The defendant argues that the $600 did not disappear "while being conveyed by a messenger" within the meaning of the policy. While, under the terms of the policy, a messenger need not necessarily be an officer of a company, an officer may serve as a messenger. But that is not the end of the problem, for loss occurring outside the premises is covered while money is "being conveyed by a messenger." We must ascribe to the term "conveyed" a meaning compatible with the purpose of the policy and within its scope. There is not a scintilla of evidence to indicate that the money was being conveyed to a bank or other depository, or to some other person at another place. We must assume that the money was to be returned to the same place from which it had been removed, namely, the office of the company, and the record is clear that Salmonsohn was carrying the money solely for the purpose of safekeeping.

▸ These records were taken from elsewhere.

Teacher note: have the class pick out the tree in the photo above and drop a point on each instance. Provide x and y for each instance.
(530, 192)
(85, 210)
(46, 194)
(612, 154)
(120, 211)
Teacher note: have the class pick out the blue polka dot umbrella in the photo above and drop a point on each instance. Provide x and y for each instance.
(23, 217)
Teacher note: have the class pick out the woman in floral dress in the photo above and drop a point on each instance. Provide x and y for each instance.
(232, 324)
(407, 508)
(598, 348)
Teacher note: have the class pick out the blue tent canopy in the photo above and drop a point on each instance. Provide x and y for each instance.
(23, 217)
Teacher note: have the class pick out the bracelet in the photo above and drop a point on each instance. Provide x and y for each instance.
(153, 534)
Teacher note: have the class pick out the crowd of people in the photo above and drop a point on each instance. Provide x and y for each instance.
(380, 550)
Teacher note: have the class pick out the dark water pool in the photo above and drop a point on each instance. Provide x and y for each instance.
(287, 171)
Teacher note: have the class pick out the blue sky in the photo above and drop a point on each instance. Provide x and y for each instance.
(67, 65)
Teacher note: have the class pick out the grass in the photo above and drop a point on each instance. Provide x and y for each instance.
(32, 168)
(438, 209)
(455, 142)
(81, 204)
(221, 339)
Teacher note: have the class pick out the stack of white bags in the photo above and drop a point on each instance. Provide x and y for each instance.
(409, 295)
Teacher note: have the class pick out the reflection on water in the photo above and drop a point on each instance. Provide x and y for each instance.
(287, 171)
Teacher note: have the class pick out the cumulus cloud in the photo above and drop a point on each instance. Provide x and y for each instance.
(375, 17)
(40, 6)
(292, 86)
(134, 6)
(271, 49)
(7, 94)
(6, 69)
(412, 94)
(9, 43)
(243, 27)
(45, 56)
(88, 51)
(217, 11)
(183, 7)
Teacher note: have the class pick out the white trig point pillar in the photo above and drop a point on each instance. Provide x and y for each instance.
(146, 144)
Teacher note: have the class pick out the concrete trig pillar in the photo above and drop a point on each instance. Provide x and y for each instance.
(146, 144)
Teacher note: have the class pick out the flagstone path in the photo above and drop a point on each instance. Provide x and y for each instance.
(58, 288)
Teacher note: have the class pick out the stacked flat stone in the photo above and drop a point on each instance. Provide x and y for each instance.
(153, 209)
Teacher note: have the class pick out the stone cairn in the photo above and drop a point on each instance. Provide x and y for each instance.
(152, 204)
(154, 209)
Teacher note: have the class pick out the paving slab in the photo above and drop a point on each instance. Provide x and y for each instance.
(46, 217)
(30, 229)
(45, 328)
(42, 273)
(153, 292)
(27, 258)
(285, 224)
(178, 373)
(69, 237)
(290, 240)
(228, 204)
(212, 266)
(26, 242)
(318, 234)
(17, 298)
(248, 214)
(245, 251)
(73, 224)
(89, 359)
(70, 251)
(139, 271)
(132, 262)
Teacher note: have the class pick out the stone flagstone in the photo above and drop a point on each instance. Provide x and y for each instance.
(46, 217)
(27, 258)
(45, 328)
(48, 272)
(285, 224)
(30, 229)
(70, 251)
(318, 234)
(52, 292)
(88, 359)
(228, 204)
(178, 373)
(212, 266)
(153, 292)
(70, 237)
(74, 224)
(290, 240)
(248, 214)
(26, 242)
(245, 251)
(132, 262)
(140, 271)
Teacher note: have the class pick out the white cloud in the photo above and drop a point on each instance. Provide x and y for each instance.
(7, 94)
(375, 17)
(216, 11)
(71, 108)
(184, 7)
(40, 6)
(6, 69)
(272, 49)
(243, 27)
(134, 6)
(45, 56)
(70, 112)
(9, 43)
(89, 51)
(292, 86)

It has been held that to carry or to convey is synonymous with to transport. In the absence of proof that Salmonsohn was taking the money from the plaintiff's office to some other specific place, it cannot be said that the loss occurred "while being conveyed by a messenger." (See Freiberger v. United States Fid. Guar. Co., 143 Misc. 164; Trad Tel. Corp. v. Hartford Acc. Ind. Co., 35 N.J. Super. 36 cert. denied 19 N.J. 330.)
Nothing in the testimony negatives the possibility that the loss occurred after Salmonsohn had removed his trousers and gone to bed. (See J. C. Drug Co. v. Maryland Cas. Co., 298 S.W.2d 516 [Mo. App.].)
Under the circumstances we must hold that Salmonsohn was not acting as a messenger but merely as a custodian of the funds. It follows that the loss did not occur while money was being conveyed by a messenger as specified and intended under the coverage of the policy.
The determination of the Appellate Term directing judgment for the plaintiff should be reversed on the law and on the facts, and the judgment for the defendant entered in the Municipal Court should be reinstated, with costs in all courts to the defendant.
BREITEL, J.P., RABIN, M.M. FRANK, McNALLY and BERGAN, JJ., concur.
Determination unanimously reversed, and the judgment for defendant entered in the Municipal Court reinstated, with costs in all courts to the defendant-appellant.